This Life

Thank you to Sarah for this “Selfie” dVerse prompt. Writing lately for me comes and goes, so it’s brilliant when something actually sparks inside of me.

I didn’t choose a photo but a song for this post. I’m trying to remember to be a smiler…look on the bright side.

This Life

Recently I unearthed photos
as you do when life’s bounty
explodes, needing containment,
(or discarding)
discovering for the most part
I’ve been a smiler, laugher--
pictures never find you pensive
sad, except for one, where I held a striped bass
on a fishing line, me: red faced, tears streaming--
we let the bass go. And from nine to now:
that’s who I am. A smiler, bright side of life.
Except lately, mourning my pup
with floods of tears
does it show?

Seventh grade, two girls questioned me
about Daddy’s death, I shrugged, smiled
subterfuge. They responded: “Don’t you care?”
And where do you take that?
Cry in the middle of the playground?
Bemoan a travesty of life? Or bite your lip?
Let them think what they will?

I have not let the years be kind to me.
Never one to ogle a mirror,
snap selfies
yet one always trying to be fit,
(or fit enough)
age laughed, time guffawed
knowledge I was ignorant of.
Never let your guard down.
When you’re fifty, not twenty,
your body no longer forgives
nor does time.
Behave recklessly,
recovery echoes for days--no months--
until you think it’s impossible.

I weep still for the passing of my Scout.
Crickets sing, the kitchen clock ticks seconds.
I expect answers in wee hours.
I still own my life.

32 thoughts on “This Life

  1. I’m so glad this prompt worked for you. I found this poem very moving. The child who doesn’t quite know what to do with her emotions, the photographs (always smiling, and in our house you’d think it was always either bright sunshine or snow if you looked at our photographs!), and the grief. The last stanza would stand alone as a poem, the domestic details give us time and place, and the sadness sings out.

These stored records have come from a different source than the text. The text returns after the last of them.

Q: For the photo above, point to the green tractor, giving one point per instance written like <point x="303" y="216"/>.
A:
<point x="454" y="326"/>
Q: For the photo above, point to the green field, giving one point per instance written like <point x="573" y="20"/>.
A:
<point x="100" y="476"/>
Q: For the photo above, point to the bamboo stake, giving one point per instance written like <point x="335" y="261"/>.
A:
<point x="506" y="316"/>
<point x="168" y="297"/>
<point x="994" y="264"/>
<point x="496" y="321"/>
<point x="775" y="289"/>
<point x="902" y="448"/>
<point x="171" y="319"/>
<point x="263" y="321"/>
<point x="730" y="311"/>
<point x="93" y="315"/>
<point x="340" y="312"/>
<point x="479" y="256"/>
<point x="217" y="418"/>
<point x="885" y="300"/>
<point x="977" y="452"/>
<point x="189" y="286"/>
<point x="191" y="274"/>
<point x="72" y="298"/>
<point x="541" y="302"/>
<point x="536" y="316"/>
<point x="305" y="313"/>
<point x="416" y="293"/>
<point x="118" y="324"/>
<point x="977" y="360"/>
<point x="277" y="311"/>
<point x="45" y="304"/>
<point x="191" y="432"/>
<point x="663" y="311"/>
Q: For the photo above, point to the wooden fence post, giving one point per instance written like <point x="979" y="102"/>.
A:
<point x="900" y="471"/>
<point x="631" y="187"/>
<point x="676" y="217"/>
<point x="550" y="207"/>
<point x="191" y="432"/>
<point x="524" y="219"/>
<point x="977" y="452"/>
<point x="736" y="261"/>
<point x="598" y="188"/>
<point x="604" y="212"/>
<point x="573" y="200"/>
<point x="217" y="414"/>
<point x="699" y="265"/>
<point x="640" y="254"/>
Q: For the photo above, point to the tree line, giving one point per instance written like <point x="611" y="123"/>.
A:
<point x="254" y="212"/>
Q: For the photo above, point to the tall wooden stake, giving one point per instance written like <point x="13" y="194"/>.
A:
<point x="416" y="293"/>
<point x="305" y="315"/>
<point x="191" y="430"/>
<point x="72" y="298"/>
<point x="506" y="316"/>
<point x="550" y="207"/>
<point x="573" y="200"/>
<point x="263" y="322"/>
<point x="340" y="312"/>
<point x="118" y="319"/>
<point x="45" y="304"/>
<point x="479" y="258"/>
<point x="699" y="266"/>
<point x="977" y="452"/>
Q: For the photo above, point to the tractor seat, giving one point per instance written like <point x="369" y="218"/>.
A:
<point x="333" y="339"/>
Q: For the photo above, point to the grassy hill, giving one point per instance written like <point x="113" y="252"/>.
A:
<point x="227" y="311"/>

  2. Your poem touched me … my father died when I was fifteen and I had no place to put the emotion, nothing but half-smiles and shrugs for friends. I am 78, still struggling some days. Brava.

    1. Thank you, Rob. Scout’s death was sudden and unexpected, which is one reason why I think I’m taking it a bit harder than any of my others. I ridiculously thought he might be granted more time because of the awful circumstances under which he came to me. But the universe doesn’t work like that no matter how much we’d love it to. Hug your Edgrrr. Give love as if each day were the last…I wish I had given more hugs and kisses. And hugs to you. It is hard watching them age.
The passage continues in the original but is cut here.